Следующие два часа прошли не лучшим образом. Мы подходили к дворникам, к теткам, раздающим листовки, к продавщицам, официанткам, просто прохожим, но никто с нами не хотел разговаривать. Я даже отправлял Новикова подальше от нас с его кастрюлей, которая у всех вызывала подозрения, но никто по-прежнему не хотел с нами общаться.
– Че за фигня? – возмущался я. – Мы же тарелочку разбили?
– Разбили, – подтвердил Марк.
– А че нам так не прет?
– Хэзэ.
– Надо было просто девчонок тех заснять. Или Снежану, – сказал Саня, ставя кастрюлю на лавку.
– Запарил ты со своими девками. Заведи себе подружку.
– Это же не такса. Ее просто так не заведешь, – вздохнул Новиков.
– Ага, – согласился с ним Марк. – А че мы с кастинга никого не снимем? Там же целая куча народу была.
– Эта куча народу начнет кривляться и наигрывать на камеру. А мне это на фиг не надо. Мне нужны чистые эмоции.
– Ну да, – заворчал Новиков, – ты же прогрессивный режиссер. Все тебе выпендриться надо.
– Молодые люди, – раздалось откуда-то из-за спины.
Мы обернулись. Перед нами стоял тучный мужик и держался за сердце.
– Молодые люди, – повторил он, – мне бы водички купить, боюсь, сердце прихватит, и я прямо на дорогу грохнусь.
– И? – спросил Саня.
– А я деньги дома забыл. Может, одолжите рублей двадцать, а то, не дай бог, копыта еще здесь отброшу.
Он еще сильнее скривился и прижал ладонь к сердцу.
– Да вы сядьте, – предложил Марк, отодвигая кастрюлю.
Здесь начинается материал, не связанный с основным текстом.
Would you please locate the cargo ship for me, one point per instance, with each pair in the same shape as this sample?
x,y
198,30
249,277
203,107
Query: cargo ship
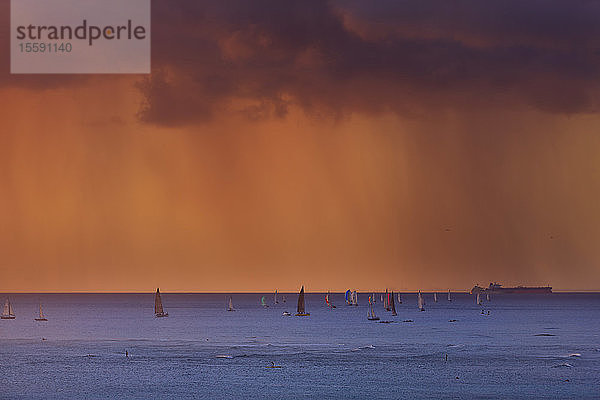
x,y
498,288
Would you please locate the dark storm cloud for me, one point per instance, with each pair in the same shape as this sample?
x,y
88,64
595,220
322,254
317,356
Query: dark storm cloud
x,y
259,58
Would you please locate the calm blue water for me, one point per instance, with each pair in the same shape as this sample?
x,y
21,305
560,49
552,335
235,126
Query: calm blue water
x,y
528,347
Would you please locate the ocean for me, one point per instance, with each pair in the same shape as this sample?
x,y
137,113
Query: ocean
x,y
529,346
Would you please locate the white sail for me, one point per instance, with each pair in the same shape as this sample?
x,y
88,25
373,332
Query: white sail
x,y
7,308
158,308
420,302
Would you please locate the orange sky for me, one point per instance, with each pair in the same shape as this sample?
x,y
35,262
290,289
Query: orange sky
x,y
109,184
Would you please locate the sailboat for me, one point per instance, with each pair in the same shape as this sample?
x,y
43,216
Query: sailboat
x,y
263,302
301,311
328,302
41,316
371,314
420,302
158,310
7,313
386,301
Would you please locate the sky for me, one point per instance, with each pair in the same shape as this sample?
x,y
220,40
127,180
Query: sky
x,y
366,145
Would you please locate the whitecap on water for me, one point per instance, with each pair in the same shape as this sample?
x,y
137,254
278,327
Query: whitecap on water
x,y
563,365
369,346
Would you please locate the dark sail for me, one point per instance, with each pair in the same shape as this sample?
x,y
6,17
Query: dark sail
x,y
158,309
157,303
300,309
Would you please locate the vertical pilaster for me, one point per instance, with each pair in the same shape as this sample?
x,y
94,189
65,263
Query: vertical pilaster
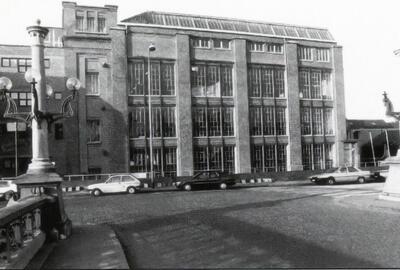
x,y
339,101
241,97
292,75
120,136
184,107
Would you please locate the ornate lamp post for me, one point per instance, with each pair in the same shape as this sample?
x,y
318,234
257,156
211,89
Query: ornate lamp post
x,y
41,171
391,190
152,48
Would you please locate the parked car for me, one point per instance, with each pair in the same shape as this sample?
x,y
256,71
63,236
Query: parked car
x,y
341,174
116,184
207,179
380,176
7,189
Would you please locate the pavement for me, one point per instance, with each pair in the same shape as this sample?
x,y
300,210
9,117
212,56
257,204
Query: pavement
x,y
89,247
98,247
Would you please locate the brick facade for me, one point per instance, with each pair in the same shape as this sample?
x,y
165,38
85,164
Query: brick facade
x,y
97,49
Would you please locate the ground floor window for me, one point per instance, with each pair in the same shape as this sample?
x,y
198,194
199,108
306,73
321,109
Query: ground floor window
x,y
214,158
268,158
164,160
317,156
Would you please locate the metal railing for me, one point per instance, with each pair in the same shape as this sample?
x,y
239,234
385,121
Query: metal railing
x,y
22,223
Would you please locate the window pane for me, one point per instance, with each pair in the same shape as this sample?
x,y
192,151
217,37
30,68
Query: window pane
x,y
168,79
168,118
92,82
136,74
226,77
199,81
255,121
93,130
155,78
269,125
214,124
213,83
227,116
199,122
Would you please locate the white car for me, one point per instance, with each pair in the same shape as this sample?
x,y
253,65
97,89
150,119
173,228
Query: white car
x,y
7,189
116,184
341,174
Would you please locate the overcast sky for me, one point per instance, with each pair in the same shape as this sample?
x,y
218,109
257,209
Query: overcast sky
x,y
369,32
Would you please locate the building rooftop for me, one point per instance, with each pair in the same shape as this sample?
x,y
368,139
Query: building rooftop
x,y
175,20
369,124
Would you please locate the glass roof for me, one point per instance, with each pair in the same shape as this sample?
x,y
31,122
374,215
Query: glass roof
x,y
215,24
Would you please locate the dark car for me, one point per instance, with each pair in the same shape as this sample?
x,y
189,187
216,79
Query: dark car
x,y
207,179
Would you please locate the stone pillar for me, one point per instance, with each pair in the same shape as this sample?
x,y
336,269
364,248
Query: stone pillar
x,y
184,107
242,131
339,101
292,75
40,148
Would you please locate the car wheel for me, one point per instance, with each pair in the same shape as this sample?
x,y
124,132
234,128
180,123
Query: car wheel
x,y
187,187
131,190
222,186
96,192
331,181
361,180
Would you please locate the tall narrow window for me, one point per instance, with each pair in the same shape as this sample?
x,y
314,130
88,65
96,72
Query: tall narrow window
x,y
269,157
255,121
92,83
268,121
328,121
101,23
227,125
93,131
156,121
155,78
214,124
305,53
137,122
322,55
226,81
168,119
317,121
79,16
268,82
167,79
280,120
213,82
136,71
316,84
255,81
305,117
199,122
91,21
318,156
229,159
199,81
200,159
215,158
326,85
307,156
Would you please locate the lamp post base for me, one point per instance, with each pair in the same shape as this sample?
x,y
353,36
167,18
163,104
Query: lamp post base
x,y
46,182
391,190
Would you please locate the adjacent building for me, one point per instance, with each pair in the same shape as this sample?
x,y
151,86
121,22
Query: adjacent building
x,y
228,94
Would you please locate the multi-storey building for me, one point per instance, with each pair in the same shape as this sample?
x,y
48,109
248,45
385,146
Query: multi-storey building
x,y
229,94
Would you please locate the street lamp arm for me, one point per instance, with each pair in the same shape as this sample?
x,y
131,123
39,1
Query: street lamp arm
x,y
389,107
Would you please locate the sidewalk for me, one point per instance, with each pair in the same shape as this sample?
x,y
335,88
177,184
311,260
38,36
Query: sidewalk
x,y
89,247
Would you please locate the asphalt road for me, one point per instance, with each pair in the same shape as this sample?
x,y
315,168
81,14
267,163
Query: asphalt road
x,y
264,227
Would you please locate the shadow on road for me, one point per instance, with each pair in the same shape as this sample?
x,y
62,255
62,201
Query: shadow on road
x,y
211,239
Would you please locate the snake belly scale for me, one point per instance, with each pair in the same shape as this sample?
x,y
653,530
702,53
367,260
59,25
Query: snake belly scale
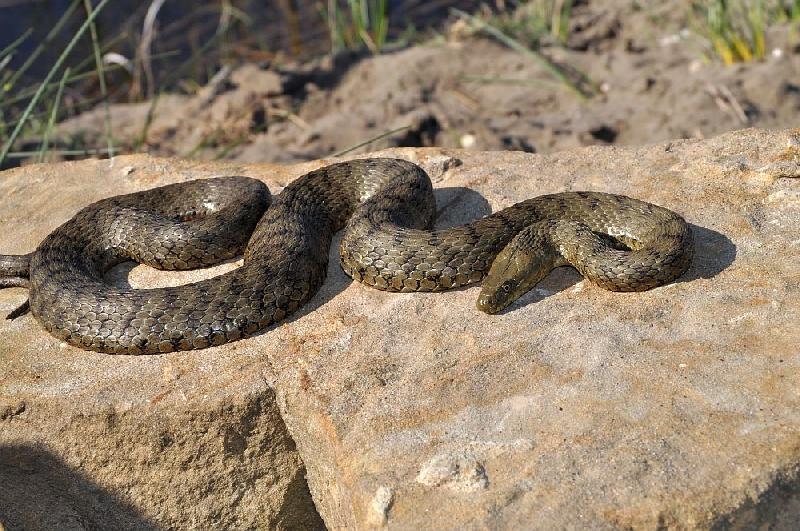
x,y
387,206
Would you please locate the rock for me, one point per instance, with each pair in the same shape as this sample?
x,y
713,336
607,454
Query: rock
x,y
92,441
576,407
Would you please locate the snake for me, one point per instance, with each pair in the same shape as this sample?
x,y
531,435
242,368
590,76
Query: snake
x,y
386,208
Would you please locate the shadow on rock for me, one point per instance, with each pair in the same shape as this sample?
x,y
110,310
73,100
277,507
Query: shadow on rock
x,y
39,491
778,507
713,253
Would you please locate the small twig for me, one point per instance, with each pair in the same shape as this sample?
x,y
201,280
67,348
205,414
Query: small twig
x,y
515,45
101,78
143,56
369,141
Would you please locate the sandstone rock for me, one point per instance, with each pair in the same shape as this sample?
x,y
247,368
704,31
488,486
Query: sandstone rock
x,y
576,407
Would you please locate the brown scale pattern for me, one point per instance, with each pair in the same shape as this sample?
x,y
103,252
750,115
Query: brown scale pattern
x,y
388,206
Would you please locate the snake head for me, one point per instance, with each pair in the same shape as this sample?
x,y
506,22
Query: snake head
x,y
521,264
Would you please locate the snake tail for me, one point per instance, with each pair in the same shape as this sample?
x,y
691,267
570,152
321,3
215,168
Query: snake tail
x,y
15,273
624,264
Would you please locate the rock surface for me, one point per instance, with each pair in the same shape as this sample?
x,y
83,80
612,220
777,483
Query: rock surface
x,y
678,407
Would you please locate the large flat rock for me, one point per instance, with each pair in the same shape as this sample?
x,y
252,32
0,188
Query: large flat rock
x,y
576,407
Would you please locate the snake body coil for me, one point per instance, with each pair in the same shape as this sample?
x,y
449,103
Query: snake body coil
x,y
388,207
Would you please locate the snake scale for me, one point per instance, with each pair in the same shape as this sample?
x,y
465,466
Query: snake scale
x,y
387,206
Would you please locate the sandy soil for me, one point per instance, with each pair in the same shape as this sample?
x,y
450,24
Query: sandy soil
x,y
464,90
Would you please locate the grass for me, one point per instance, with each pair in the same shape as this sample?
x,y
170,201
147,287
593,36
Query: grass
x,y
535,21
43,86
578,84
360,23
736,30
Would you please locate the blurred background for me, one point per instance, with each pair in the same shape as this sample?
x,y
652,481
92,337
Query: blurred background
x,y
290,80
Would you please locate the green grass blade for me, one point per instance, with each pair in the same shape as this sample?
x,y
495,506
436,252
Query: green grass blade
x,y
53,114
13,46
48,78
101,77
551,68
48,40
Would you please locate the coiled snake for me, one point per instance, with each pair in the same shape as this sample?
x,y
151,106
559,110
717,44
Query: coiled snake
x,y
388,206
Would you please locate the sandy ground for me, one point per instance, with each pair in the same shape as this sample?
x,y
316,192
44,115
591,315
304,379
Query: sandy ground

Мужик сел и посмотрел на нас.
– Ну так что?
Мы переглянулись. Саня полез за бумажником.
– Конечно, мы дадим вам денег, – сказал я. – Но, может быть, вы тоже нам поможете?
Мужик побелел от удивления и даже руку от сердца убрал.
– Да вы не бойтесь. Просто нужно ответить на четыре коротких вопроса. Это не займет много времени.
Я толкнул Марка, чтобы он включил камеру.
– Ну хорошо, – согласился мужик. – Только, пожалуйста, быстрее! – И снова взялся за сердце.
– Вопрос первый. Верите ли вы, что 21 декабря 2012 года будет конец света?
– Вы что, издеваетесь?
– Да что такого?
– Не буду я отвечать на ваши вопросы!
Мужик вскочил, выхватил у Сани две десятки и почесал так, будто у него вообще никакого сердца нет и болеть нечему.
– Урод! – крикнул ему вслед я.
– Да это ты урод! У человека сердце болит, а ты ему про конец света, – возмутился Саня. – И ты еще удивляешься, че у нас никто сниматься не хочет.
– Аче такого? Не я же это придумал, а майя. А мужик этот реальный урод, ни фига у него не болело, знает, что так просто бабок никто ему не даст, и разводит людей, как лохов.
– Да не, че бы ему тогда убегать было? – резонно возразил Марк. – Ответил бы да пошел. Считай, что заработал. По ходу реально испугался.
– Во-во! – не унимался Новиков. – Ты бы еще в онкологическое отделение пришел и начал их про конец света спрашивать.
– А че нет? Они что, не люди?
– Тут вопрос не в том, люди они или нет. Это типа неэтично.